Par ces mêmes décrets, le seuil des 206 000 euros HT pour les marchés de travaux est supprimé avec liberté pour les acheteurs d'organiser une procédure adaptée jusqu'à 5,15 M d'euros HT pour ces marchés. Ces derniers ne seront donc plus attribués en Commission d'Appel d'Offres mais par le Pouvoir Adjudicateur avec néanmoins une consultation de la Commission de la Commande Publique dès 90 000 euros HT.
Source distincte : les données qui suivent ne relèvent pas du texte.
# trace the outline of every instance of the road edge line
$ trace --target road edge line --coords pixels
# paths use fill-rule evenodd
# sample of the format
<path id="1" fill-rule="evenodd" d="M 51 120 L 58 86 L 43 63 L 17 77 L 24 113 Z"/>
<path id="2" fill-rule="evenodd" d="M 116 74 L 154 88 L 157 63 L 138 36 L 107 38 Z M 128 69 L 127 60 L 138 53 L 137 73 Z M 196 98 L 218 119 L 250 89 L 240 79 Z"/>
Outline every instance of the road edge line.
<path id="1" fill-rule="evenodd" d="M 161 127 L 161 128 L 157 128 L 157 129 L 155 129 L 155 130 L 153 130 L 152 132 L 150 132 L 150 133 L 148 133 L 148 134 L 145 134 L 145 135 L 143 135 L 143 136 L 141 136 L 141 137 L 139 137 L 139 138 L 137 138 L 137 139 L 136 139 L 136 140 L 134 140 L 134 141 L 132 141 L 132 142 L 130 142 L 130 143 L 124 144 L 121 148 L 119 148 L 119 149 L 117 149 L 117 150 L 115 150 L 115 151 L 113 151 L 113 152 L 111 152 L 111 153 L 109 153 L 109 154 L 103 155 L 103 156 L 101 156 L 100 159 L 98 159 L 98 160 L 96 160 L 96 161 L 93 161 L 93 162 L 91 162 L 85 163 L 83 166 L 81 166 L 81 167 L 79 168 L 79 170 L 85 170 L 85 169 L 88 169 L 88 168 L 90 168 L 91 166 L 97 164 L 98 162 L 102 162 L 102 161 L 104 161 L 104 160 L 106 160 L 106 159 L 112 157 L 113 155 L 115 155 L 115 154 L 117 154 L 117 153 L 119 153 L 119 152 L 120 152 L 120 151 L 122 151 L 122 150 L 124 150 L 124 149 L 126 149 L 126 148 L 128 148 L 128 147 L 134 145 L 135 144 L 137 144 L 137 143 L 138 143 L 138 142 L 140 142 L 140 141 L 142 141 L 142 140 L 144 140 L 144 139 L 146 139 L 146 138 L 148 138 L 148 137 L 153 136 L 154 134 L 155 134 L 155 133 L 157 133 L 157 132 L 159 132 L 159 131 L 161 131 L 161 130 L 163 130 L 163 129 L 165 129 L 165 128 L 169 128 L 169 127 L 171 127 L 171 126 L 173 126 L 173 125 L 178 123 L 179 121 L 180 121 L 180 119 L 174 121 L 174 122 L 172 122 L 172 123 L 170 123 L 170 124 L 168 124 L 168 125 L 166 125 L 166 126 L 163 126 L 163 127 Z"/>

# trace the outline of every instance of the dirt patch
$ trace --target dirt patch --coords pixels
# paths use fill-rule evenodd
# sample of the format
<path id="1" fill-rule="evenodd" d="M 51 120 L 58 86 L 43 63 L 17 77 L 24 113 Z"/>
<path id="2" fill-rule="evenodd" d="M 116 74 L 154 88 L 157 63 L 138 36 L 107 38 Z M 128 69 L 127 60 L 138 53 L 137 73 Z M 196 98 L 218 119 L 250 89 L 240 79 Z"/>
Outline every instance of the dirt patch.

En séance plénière, je me suis ainsi exprimé: " travaillant dans le domaine du BTP, j'ai une bonne connaissance du problème des seuils qui est une question sensible. Les modifications apportées en ce domaine par les décrêts des 17 et 19 décembre 2008 au Code des Marchés Publics m'apparaissent comme une fausse bonne idée. En effet, l'intention louable d'éviter des coûts financiers de procédures lourdes peut parfois être contrebalancé par le fait que l'adjudicataire pratique des prix trop élevés qu'une large mise en concurrence classique aurait pu éviter. N''étant donc pas favorable à ces modifications législatives, je ne peux donc approuver en l'état le nouveau guide interne des procédures d'achat et m'abstiendrai donc sur cette résolution malgré les bonnes dispositions qu'elle comporte par ailleurs."
Mon propos n'est pas de mettre en doute les compétences ou l'intégrité des personnels communaux mais d'attirer l'attention sur les risques de corruption que la loi a mal encadrés. Le mot corruption n'a pas ici l'acception courante relative à l'enrichissement d'un particulier par des moyens illégaux mais est pris dans son sens éthique originel. En effet, la corruption c'est l'injuste prix sachant que le juste prix est celui qui permet à chacun des acteurs de bien remplir son devoir. Par l'intermédiaire du juste prix (qui est donc une notion éthique et pas une notion économique), l'acheteur se procure un service de qualité à un prix raisonnable, le vendeur fait vivre sa structure par l'intermédiaire d'un bénéfice raisonnable, le tout payé avec l'argent des contribuables qui n'est pas dilapidé. Lorsque le bénéfice du vendeur devient déraisonnable, le prix n'est plus juste pour l'acheteur et pour le contribuable et le système est donc corrompu.
L'équilibre du système est assuré lorsque les contrôles sont conséquents et effectifs car le vendeur a toujours intérêt à faire le plus grand bénéfice possible. Le relèvement des seuils qui augmente le risque pour l'acheteur suppose donc que des garde-fous soient mis en place pour éviter les dérives précédemment énoncées. Ces garde-fous existent mais ne sont pas assez importants . Attirer l'attention sur cette imperfection d'un texte législatif, c'est le sens profond de notre abstention sur cette résolution.